Could it be possible? Had Kaylin gotten involved with the New York Mafia? I began to get a bad, bad feeling in the pit of my stomach, and suddenly, I wasn’t so hungry anymore.

“Tell me more about the Cavallaros.”

“You heard of the five families?”

I was a true-crime aficionado; of course I had.

“Yes.”

“Unofficially, there’s a sixth one, and that’s headed by Vito Cavallaro. They’re dirty as fuck, but as well as the money laundering, the drug- and people-trafficking, the counterfeiting, the corruption, the loan-sharking, the extortion, and the illegal gambling, they have an empire of legit businesses that give them a veneer of respectability.” How could Collier keep eating? “Heard Renzo Bucci’s papa is into arms deals, so maybe they’re expanding their horizons.”

“How do you know so much about them?”

“It’s my job, same as Dan di Grassi knows half the assholes in Richmond by sight. The Cavallaros keep a lower profile than, say, the Gambinos or the Genoveses, but they’re like rats in a sewer. Never far away.”

The thought made me shudder. Next time, I’d suggest we visit Wonder Burger for lunch. Prices around Times Square might be criminal, but at least we’d be farther from the Mafia’s heartland.

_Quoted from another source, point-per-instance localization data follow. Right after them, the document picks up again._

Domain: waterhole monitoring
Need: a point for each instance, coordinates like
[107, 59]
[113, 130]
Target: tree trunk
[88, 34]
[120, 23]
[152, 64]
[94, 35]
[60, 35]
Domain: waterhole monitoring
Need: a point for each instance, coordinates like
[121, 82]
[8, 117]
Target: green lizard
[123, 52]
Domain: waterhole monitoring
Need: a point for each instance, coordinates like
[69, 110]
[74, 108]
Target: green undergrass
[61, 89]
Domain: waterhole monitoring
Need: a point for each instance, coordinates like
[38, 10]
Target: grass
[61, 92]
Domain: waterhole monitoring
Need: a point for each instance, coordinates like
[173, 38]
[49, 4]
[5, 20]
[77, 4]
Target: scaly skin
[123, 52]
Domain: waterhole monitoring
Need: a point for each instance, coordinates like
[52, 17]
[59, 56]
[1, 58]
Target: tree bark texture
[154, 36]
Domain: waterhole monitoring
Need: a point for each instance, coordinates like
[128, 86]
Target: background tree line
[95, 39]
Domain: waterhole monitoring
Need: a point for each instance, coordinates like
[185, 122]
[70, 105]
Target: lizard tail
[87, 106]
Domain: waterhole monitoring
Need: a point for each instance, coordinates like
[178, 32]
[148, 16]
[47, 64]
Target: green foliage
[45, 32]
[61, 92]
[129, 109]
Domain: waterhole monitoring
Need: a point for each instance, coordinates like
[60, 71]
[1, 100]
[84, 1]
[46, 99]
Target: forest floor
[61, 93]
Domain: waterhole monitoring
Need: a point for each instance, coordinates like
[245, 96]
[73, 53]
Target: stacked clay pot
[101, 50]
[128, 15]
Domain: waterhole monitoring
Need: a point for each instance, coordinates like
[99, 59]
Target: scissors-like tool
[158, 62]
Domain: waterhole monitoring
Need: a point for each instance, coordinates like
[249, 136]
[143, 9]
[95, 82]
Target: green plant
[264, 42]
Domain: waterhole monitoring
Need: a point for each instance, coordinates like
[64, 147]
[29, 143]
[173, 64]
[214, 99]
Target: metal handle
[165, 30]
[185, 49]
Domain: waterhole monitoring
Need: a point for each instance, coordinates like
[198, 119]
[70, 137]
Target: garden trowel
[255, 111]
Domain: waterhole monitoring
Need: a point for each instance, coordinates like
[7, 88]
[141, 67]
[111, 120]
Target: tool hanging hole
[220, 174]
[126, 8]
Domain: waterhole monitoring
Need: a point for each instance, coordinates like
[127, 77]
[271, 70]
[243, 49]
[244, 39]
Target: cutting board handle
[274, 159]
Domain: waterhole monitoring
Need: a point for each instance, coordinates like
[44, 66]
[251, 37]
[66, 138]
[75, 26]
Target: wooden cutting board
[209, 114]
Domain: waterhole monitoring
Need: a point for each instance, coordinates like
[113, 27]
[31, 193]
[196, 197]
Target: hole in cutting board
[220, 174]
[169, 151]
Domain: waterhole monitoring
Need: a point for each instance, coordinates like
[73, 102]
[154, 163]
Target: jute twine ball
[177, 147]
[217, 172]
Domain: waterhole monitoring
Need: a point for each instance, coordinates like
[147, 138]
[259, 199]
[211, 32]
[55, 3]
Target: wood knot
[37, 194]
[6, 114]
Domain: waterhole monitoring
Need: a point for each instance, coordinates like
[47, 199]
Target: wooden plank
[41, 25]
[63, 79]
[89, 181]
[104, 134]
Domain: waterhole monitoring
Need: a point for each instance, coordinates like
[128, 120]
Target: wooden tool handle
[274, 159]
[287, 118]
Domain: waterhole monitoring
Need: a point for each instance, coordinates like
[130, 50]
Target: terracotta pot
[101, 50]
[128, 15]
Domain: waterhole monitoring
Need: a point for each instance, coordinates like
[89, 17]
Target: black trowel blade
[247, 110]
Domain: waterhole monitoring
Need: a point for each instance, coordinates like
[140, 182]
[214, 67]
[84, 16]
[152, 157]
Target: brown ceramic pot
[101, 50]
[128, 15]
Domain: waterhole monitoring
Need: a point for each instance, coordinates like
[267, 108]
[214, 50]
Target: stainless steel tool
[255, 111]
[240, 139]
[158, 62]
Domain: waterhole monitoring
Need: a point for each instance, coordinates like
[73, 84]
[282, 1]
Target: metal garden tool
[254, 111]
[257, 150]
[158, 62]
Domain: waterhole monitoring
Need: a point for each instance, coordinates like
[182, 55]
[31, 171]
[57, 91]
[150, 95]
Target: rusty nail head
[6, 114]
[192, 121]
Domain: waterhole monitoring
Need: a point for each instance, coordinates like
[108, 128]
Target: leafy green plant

“Do you think we could get pictures of the men in the Cavallaro family? Anisha might be able to pick out the guy she saw with Kaylin.”

“Bet there were a few reporters at the wedding, plus we can go through the police mugshots, but good luck in getting Kapoor to cooperate.”

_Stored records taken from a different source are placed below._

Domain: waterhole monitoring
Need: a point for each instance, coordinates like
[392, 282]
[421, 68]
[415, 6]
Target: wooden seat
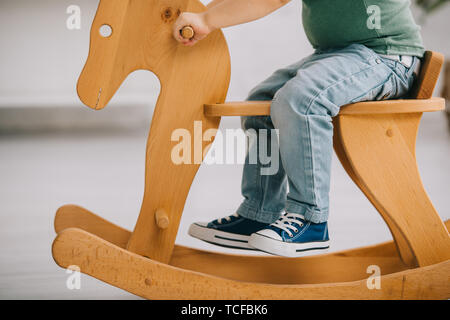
[262, 108]
[389, 128]
[375, 142]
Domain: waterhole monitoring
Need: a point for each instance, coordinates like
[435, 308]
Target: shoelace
[286, 221]
[219, 221]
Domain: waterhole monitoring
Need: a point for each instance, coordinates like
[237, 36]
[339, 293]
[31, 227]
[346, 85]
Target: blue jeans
[305, 96]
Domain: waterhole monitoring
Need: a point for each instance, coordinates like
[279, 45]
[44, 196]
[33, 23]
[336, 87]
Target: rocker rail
[348, 265]
[154, 280]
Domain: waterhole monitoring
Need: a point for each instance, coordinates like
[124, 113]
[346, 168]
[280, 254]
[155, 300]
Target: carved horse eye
[105, 31]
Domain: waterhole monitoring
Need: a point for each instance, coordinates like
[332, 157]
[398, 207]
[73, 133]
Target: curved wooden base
[99, 251]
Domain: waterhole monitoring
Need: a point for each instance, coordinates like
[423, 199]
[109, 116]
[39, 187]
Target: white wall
[40, 59]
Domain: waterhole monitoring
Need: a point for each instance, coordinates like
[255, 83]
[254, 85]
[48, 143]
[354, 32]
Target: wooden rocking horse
[375, 142]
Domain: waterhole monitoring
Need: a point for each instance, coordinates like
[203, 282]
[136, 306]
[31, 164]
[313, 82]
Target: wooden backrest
[429, 73]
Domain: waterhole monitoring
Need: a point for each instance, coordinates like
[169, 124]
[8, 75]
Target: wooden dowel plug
[187, 32]
[162, 220]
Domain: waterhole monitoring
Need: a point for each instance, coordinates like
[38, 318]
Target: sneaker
[290, 236]
[231, 232]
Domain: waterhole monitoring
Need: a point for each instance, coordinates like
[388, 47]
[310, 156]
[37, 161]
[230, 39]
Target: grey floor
[103, 171]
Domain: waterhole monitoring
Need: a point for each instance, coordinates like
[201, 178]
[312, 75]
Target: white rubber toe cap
[270, 234]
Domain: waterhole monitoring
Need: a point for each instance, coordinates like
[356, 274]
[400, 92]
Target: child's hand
[194, 20]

If we managed to put together a photo line-up, I’d try anyway. She could only say no, right? And we might be able to narrow down the suspect list beforehand—how many thirty-year-old Cavallaro men could there be?

I set Providence to work and picked up my fork again. We were getting closer; I could feel it.

10

DASHA

Most people only live one life. They spend early childhood with their family, followed by some sort of education, and then they work a humdrum job until they die. Perhaps they fall in love along the way. Get married, have kids, start the whole miserable cycle again.

Programmed to endure mundanity, my former mentor used to say. To accept the status quo.